吉兆本店(高麗橋吉兆)初体験!
2008.05.31 Sat
吉兆は日本の料理界をリードする料亭です。グループ会社の船場吉兆の不祥事で、最近はイメージが低下していますが、料理や器、しつらいなど、総合的に見て日本で最も質の高い料亭のひとつです。今回、伝統未来塾の授業で、一見さんでは入ることのできない吉兆本店(高麗橋吉兆)を見学し、昼食をいただくことができました。そこで見えてくるのは、料理と茶の湯との密接な関係です。
建物の外観。昭和12年(1937年)茶道具商・児島嘉助の店舗兼住居として、当時の数寄屋造りの第一人者・平田雅哉氏によって建てられました。

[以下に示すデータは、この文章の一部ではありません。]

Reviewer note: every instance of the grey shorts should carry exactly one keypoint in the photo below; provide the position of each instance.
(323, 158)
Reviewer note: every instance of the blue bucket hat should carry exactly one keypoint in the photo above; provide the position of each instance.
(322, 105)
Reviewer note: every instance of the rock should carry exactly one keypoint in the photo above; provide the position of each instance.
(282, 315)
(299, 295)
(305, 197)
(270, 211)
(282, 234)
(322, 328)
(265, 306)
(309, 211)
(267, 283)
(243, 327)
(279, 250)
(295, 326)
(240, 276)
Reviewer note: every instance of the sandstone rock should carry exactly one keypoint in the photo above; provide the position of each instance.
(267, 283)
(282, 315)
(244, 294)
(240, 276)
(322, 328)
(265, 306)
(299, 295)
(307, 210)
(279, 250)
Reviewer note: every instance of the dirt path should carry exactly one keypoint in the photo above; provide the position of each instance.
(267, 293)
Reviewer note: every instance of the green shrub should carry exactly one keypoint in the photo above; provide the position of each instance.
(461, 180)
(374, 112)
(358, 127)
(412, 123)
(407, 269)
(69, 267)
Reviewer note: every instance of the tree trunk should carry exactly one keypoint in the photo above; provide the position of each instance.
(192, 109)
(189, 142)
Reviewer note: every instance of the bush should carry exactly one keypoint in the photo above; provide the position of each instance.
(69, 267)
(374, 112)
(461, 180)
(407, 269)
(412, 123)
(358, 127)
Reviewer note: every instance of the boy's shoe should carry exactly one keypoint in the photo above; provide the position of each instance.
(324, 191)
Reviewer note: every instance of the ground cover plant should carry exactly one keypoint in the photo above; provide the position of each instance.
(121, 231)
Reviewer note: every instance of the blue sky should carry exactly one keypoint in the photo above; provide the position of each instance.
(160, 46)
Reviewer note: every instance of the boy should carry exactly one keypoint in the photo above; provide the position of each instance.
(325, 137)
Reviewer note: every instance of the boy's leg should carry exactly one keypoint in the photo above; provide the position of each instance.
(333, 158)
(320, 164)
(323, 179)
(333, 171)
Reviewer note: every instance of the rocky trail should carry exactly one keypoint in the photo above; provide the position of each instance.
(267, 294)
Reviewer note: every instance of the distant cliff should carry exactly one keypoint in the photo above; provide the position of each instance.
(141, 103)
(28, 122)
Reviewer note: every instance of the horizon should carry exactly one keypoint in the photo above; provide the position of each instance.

吉兆の創業者・湯木貞一氏の手に渡り、高麗橋吉兆としてオープンしたのが昭和24年(1949年)です。ここが吉兆だとわかるような大きな看板はなく、玄関の右上に小さな表札がありました。

まずは、お食事。1階の新座敷にていただきました。

しつらいは、5月らしく、端午の節句にちなんだ、兜です。

釘隠しは紅白の梅です。

吉兆と茶の湯の関係は、創業者・湯木貞一氏が22歳の頃にさかのぼります。16歳から料理の修業に明け暮れ、ひととおりのことをマスターした湯木氏は自分の進むべき道に閉塞感を感じていました。ところが、ある日、茶人大名・松平不昧の茶会記を見て、「目からウロコが落ちた」そうです。器やしつらいに、日本の細やかな四季が表現されていたのです。そんな茶の湯の世界と日本料理を融合させる(旬の料理に器をあわせて出す)こと。これが湯木氏の新たな目標になりました。後年、湯木氏は、「世界の名物、日本料理」をアピールすることが、自分のライフワークだと語っています。
高麗橋吉兆(吉兆本店)の建物も、そんな湯木氏のライフワークを体現したような中身になっていました。駆け足で見たので、写真と記述がずれている可能性がありますが...
1階の廊下に中庭があります。手すりが寝殿造りの特徴を現していて、雅な空間を演出しています。


1階・火灯窓のある「袋の間」

欄間はなんと一枚板でできているのです!


1階・霞棚のある「鈴の間」。床の間の市松模様が、なんともモダン。


1階・井筒の間。



1階・茶室「容膝軒」。広さは5畳台目です。


蹲(つくばい)からは湧き水が出る演出になってました。

2階・能舞台がある広間「残月の間」。役者さんがお客に見られないような通路も設けられているそうです。



釘隠しは「澪つくし」

2階・人形の間。ショーウインドーのようなケースが大胆です。



欄間のバックについた照明も、ユニークです。

2階・天神を祀る「手習いの間」。釣り釜がかかります。


天神様はこちら。


2階・平安朝の「蔀(しとみ)の間」。床の間左手の手すりに雅な演出。




襖の引き手がおしゃれ!

でも、引き戸かと思ったら、開いたり。

市松模様の衝立がダイナミック!

これだけの部屋を一度に見られるのは、とても珍しいとのこと。きちんと床の間も飾られていて、この授業のために準備されていたことがわかります。素晴らしい!
建築の専門家は「照明の置き方が大胆だ」と驚いてました。侘びと、雅と、モダンがギリギリでせめぎ合う空間。究極の普請道楽ぶりに、ため息をつくばかりでした。